Muslim organizations that don't defend core British values and don't take a stand against extremism will lose millions of pounds of Government funding
Ruth Kelly, the Communities Secretary, said it was time for a "fundamental rebalancing" of relations with Muslim organisations if a new generation of terrorists was not to grow up in this country.
The tough new approach would involve shifting grants towards those organisations which accepted and promoted a set of "non-negotiable values" including respect for the law and freedom of speech.
"It is only by defending our values that we will prevent extremists radicalising future generations of terrorists," Miss Kelly said in a speech to Muslim groups in London.
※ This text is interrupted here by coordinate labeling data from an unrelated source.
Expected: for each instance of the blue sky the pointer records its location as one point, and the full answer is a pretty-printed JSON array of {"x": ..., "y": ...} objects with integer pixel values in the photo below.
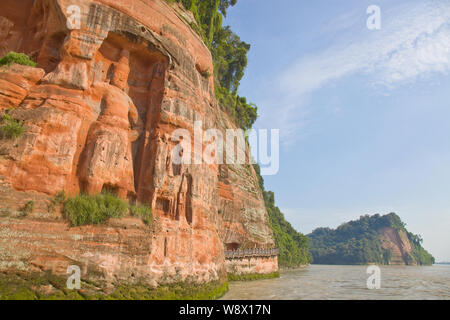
[{"x": 363, "y": 114}]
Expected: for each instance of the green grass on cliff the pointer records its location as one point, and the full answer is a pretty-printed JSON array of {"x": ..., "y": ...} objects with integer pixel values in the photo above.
[
  {"x": 10, "y": 128},
  {"x": 18, "y": 58},
  {"x": 51, "y": 287},
  {"x": 253, "y": 276},
  {"x": 94, "y": 210},
  {"x": 143, "y": 212},
  {"x": 91, "y": 210}
]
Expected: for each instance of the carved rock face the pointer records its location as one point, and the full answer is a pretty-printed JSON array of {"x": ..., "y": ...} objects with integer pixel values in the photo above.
[{"x": 99, "y": 111}]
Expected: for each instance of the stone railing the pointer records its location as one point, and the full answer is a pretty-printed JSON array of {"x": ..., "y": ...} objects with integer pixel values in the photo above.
[{"x": 249, "y": 253}]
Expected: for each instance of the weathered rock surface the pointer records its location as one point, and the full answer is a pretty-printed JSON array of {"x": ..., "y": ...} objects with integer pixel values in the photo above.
[
  {"x": 397, "y": 242},
  {"x": 99, "y": 111}
]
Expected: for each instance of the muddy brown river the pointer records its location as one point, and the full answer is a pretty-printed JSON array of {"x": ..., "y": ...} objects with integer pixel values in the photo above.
[{"x": 348, "y": 282}]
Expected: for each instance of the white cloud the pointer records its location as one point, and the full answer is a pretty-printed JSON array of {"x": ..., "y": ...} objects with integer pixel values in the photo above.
[{"x": 414, "y": 42}]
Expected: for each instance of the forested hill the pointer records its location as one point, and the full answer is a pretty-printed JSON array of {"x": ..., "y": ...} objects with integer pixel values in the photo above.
[{"x": 371, "y": 239}]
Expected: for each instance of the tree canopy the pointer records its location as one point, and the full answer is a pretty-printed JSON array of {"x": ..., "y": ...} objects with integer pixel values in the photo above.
[
  {"x": 229, "y": 54},
  {"x": 358, "y": 242}
]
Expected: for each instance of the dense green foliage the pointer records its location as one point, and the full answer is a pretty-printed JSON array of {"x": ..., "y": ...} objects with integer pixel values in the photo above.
[
  {"x": 358, "y": 242},
  {"x": 19, "y": 58},
  {"x": 143, "y": 212},
  {"x": 253, "y": 276},
  {"x": 90, "y": 210},
  {"x": 27, "y": 287},
  {"x": 229, "y": 54},
  {"x": 294, "y": 246},
  {"x": 84, "y": 209},
  {"x": 10, "y": 128}
]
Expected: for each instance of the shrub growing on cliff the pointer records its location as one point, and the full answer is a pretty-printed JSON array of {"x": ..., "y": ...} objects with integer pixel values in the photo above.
[
  {"x": 19, "y": 58},
  {"x": 27, "y": 209},
  {"x": 10, "y": 128},
  {"x": 229, "y": 55},
  {"x": 86, "y": 210},
  {"x": 143, "y": 212}
]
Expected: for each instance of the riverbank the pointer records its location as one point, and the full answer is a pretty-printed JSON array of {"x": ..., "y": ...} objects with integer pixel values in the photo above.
[
  {"x": 322, "y": 282},
  {"x": 50, "y": 287}
]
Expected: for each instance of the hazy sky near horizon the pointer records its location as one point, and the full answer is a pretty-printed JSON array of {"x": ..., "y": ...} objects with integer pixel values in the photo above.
[{"x": 363, "y": 114}]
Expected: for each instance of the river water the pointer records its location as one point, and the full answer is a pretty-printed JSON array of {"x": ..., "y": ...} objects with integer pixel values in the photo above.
[{"x": 319, "y": 282}]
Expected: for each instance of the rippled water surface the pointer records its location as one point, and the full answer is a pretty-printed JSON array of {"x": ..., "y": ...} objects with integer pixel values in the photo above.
[{"x": 348, "y": 282}]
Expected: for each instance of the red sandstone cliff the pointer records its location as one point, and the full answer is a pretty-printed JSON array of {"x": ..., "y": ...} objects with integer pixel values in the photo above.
[{"x": 99, "y": 111}]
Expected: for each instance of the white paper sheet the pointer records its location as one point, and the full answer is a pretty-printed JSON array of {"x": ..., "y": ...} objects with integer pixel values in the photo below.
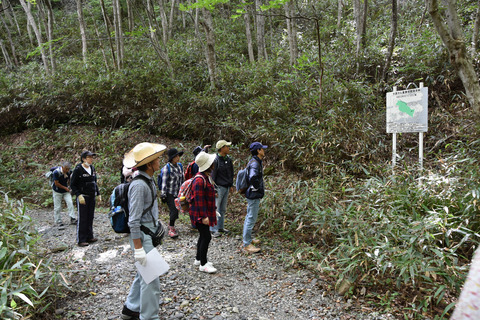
[{"x": 155, "y": 266}]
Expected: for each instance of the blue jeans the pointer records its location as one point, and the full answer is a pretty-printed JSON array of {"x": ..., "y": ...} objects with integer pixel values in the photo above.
[
  {"x": 221, "y": 203},
  {"x": 252, "y": 213},
  {"x": 144, "y": 297},
  {"x": 57, "y": 205}
]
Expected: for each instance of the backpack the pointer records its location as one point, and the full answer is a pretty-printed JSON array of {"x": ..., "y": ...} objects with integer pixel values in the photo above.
[
  {"x": 188, "y": 173},
  {"x": 182, "y": 201},
  {"x": 241, "y": 184},
  {"x": 49, "y": 174},
  {"x": 119, "y": 212},
  {"x": 160, "y": 176}
]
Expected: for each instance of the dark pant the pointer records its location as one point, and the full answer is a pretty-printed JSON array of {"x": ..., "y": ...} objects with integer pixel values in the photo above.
[
  {"x": 85, "y": 219},
  {"x": 172, "y": 208},
  {"x": 203, "y": 242}
]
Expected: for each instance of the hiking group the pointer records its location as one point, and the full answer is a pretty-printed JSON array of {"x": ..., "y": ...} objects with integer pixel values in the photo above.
[{"x": 202, "y": 190}]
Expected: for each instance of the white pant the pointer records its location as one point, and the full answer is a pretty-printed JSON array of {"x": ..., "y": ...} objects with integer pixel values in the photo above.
[{"x": 57, "y": 206}]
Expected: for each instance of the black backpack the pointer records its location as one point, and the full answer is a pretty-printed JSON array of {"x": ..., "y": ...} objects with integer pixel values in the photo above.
[{"x": 119, "y": 212}]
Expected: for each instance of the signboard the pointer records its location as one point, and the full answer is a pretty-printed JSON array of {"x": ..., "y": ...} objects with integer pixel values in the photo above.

In an apparent threat to the Muslim Council of Britain (MCB), the umbrella group for Muslims which has received more than £200,000 from Government in the past two years, Miss Kelly highlighted its refusal to take part in Holocaust Memorial Day.
"I can't help wondering why those in leadership positions who say they want to achieve religious tolerance and a cohesive society would choose to boycott an event which marks, above all, our common humanity and respect for each other," she said.
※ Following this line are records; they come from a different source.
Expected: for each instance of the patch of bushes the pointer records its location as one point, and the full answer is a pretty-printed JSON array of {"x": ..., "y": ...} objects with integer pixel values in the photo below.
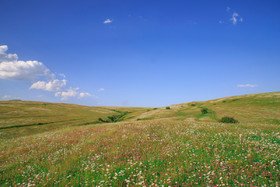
[
  {"x": 140, "y": 119},
  {"x": 114, "y": 118},
  {"x": 228, "y": 120},
  {"x": 204, "y": 110}
]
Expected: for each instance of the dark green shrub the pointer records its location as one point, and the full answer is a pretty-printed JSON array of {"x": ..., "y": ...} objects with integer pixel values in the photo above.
[
  {"x": 204, "y": 110},
  {"x": 228, "y": 120}
]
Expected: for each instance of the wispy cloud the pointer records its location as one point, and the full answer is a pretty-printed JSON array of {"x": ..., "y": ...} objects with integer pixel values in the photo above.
[
  {"x": 71, "y": 92},
  {"x": 54, "y": 85},
  {"x": 228, "y": 9},
  {"x": 246, "y": 85},
  {"x": 235, "y": 18},
  {"x": 108, "y": 21},
  {"x": 13, "y": 69}
]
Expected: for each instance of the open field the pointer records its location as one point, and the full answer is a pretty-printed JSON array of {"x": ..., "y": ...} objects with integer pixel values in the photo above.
[{"x": 45, "y": 144}]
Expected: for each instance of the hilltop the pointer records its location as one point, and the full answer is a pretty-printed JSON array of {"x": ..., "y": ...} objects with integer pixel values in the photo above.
[
  {"x": 19, "y": 118},
  {"x": 47, "y": 144}
]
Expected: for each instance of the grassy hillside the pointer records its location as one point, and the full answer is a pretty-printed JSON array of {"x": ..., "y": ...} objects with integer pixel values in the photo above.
[
  {"x": 257, "y": 108},
  {"x": 21, "y": 118},
  {"x": 47, "y": 144}
]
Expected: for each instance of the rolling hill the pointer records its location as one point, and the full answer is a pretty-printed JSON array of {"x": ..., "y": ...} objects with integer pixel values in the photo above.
[{"x": 55, "y": 144}]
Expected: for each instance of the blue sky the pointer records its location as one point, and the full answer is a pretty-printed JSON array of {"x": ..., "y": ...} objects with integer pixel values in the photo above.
[{"x": 138, "y": 52}]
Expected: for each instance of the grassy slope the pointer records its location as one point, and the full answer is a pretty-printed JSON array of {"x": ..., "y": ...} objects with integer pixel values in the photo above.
[
  {"x": 257, "y": 108},
  {"x": 181, "y": 146},
  {"x": 21, "y": 118}
]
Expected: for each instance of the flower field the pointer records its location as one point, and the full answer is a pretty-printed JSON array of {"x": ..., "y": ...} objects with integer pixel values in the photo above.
[{"x": 145, "y": 153}]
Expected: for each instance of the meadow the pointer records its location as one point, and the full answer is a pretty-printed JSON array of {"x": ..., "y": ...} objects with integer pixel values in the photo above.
[{"x": 179, "y": 146}]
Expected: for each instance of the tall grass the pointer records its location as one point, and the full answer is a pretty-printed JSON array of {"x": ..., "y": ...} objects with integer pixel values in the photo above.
[{"x": 161, "y": 152}]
The Council has not taken part in the event, arguing it should be expanded to cover all genocides.
Inayat Bunglawala, the assistant general secretary of the MCB, accused the Government of trying to coax Muslim groups to back its unpopular foreign policies.
"If the Government is planning to merely seek out those organisations who will be less critical or parrot its policies, then this is not a strategy that will succeed. If that happens, the Government will lose credibility with the Muslim community."
Miss Kelly's department alone allocates around £9 million a year to faith groups — much of it to Muslim organisations.
Her comments are the latest in a new effort by Labour ministers to tackle sensitive religious and cultural issues previously regarded as politically "off limits" for the party.
Yesterday two other Labour ministers weighed into the debate over whether Muslim women should have a right to wear veils.
Harriet Harman, the constitutional affairs minister, denounced veils as an obstacle to female participation in society. She argued that doing so would be an obstacle to standing for Parliament. "If you want equality, you have to be in society, not hidden away from it," Miss Harman told the New Statesman.
Bill Rammell, the higher education minister, backed universities that banned face veils.